Several other factors help explain the waning of religion. In the United States, politics explains part of the decline. Since the 1990s, the Republican Party has sought to win support by adopting conservative Christian positions on same sex marriage, abortion, and other cultural issues. But this appeal to religious voters has had the corollary effect of pushing other voters, especially young liberal ones, away from religion. The uncritical embrace of President Donald Trump by conservative evangelical leaders has accelerated this trend.
By every measure, in every way the question is worded, belief in god has decreased.
Why stick to claims when evidence suggests otherwise is presented? You can modify your position accordingly, sticking to a false claim when everybody can see for themselves it was not true, is a form of doubling down which I doubt will impressive anyone on here.

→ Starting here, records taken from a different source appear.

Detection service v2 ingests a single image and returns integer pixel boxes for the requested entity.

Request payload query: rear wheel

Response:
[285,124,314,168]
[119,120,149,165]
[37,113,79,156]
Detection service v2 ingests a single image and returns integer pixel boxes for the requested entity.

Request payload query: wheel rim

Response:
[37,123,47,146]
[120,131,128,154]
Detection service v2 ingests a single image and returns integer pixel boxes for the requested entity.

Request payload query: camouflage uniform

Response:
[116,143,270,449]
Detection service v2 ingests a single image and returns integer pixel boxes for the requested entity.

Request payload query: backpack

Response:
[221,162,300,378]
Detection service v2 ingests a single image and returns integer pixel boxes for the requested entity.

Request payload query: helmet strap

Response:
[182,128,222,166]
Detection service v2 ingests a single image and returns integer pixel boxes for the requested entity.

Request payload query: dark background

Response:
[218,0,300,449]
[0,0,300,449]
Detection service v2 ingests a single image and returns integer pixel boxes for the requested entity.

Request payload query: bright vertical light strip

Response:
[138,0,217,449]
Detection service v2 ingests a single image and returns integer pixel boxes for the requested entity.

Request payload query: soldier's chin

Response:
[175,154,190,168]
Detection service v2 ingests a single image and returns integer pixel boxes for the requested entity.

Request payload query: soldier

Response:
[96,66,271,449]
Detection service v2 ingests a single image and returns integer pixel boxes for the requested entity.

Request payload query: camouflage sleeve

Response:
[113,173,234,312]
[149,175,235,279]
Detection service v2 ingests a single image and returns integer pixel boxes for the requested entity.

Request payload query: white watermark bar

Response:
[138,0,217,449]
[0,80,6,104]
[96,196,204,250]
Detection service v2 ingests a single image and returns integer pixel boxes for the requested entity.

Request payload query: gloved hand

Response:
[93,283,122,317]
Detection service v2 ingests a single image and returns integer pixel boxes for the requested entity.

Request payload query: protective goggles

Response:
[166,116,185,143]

It shows a trend, all be it with some variance. There may be too few data points.
No it would include an answer that includes uncertainty, instead of the yes/no answer only given in the first question. It means uncertainty is rising. Sorry you find it confusing.
It’s just adding more levels of being sure or unsure about something. Again the trend of being uncertain is clear.
I suspect if I dig, I will find more studies that show exactly the same thing.
I see their caricatures on TV but don’t run into them as often as I do the mask-less idiot at Walmart. Well at least when I lived in the US…
I have hard time squaring the plague of woke culture against the far right religion that has caused so many needless deaths in the middle of a pandemic and a wholesale belief in the Big Lie. It’s there I’m sure just seems more of a nuisance than anything.
I suppose it depends on where you live (for me it was canada) and the circles you run in (for me it was highly educated and minority straight-white-male)
also, to some extent of course the things that we notice are the things that stand out to us. in other words if we’ve decided the right is far worse than the left, or vice versa, we’ll probably notice the things that support that perspective (confirmation bias)
Well yes and actual dead people, and then the US having the worst covid situation in the world until India came along and vaccines were rolled out. When it clearly could and should have done better. Not to mention a bunch of idiots storming the seat of government which hasn’t ever happened before.
Sure confirmation bias is part of it, but I have a real hard time seeing the consequences of woke culture in real life. The pandemic did affect my life directly, as did DJT’S trade wars. Critical race theory? Nah sorry that’s a lot harder to square up against the aforementioned death of hundreds of thousands.